Managers · Primly Community

manager asked me to work on something unethical. what are my actual options here

analyst_ana · 4 replies

Not going to get specific but: I was asked by my manager to frame data in a way that would mislead a stakeholder. Not technically lying, but definitely misleading. Cherry-picking numbers to support a conclusion we didn't actually reach in our analysis.

I didn't say yes or no in the moment. I said I'd think about how to present it. Then I panicked.

Here's what I've been thinking through:

Option 1: Do it. Rationalize it as "just presentation" and move on. The path of least resistance. Also the option I can't actually make myself choose.

Option 2: Push back directly. Tell my manager I'm not comfortable with the framing and suggest alternatives. Risk: I don't know how she'll receive it. She's not someone who takes pushback well.

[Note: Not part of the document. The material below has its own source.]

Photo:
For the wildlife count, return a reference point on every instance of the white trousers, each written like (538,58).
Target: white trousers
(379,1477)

Option 3: Propose a middle path where I present the data more completely, including the parts that complicate the conclusion. Frame it as "let's show the full picture." This is probably what I'll try first.

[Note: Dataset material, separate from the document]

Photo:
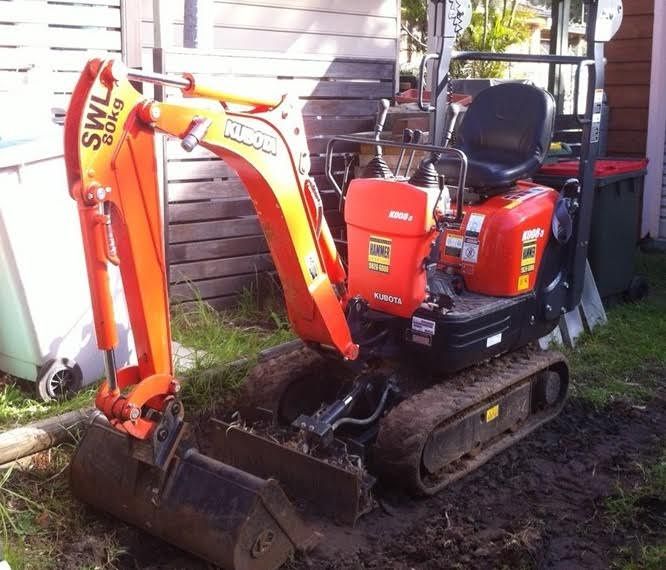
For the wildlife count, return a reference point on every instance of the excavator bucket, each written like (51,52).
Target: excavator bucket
(220,513)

Option 4: Escalate. Go to HR, her manager, or whoever handles this. Nuclear option. I have no idea what the company would actually do.

Option 5: Leave. Start looking now regardless of outcome, because if this is normal here, I don't want to find out the hard way.

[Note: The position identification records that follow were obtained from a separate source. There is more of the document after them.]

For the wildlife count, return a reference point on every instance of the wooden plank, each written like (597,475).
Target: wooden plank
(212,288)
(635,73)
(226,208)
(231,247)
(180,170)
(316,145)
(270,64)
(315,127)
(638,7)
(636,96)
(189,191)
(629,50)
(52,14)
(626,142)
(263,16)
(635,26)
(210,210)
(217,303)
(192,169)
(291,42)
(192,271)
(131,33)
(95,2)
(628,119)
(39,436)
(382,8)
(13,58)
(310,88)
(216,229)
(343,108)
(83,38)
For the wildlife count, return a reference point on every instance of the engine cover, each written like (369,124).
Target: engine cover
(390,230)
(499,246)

I think I'm doing 3 first, and if that fails, 2, and if that fails, 5. I'm not willing to do 1 and I don't have enough information to do 4.

Has anyone been in a version of this? I'm specifically wondering whether escalating ever actually helps or if it just accelerates the exit.

4 replies

careerveteran

The middle path (option 3) is smart. "Let me make sure we're presenting a complete picture so stakeholders can't poke holes in it" is a face-saving frame for the manager. You're giving her an out. Some managers will take it.

But document everything. If this comes up again, you want a paper trail.

tired_recruiter

Escalation is inconsistent. I've seen it work well (reasonable HR, clear-cut case) and I've seen it backfire badly. The factor that seems to matter most is whether the thing you're escalating is a pattern with documentation or a single incident with no proof. One incident is very hard to get traction on.

sdr_sky

If you do start looking, don't mention this in interviews. "I left because my manager asked me to misrepresent data" is almost impossible for an interviewer to verify and just creates awkward dynamics. Just say you're looking for new challenges.

analyst_ana

Update: tried option 3. Said I wanted to add context slides "so it's defensible in Q&A." She said fine. I think she knew what she asked was a stretch and was giving herself an out too. Relieved but also now I trust her less.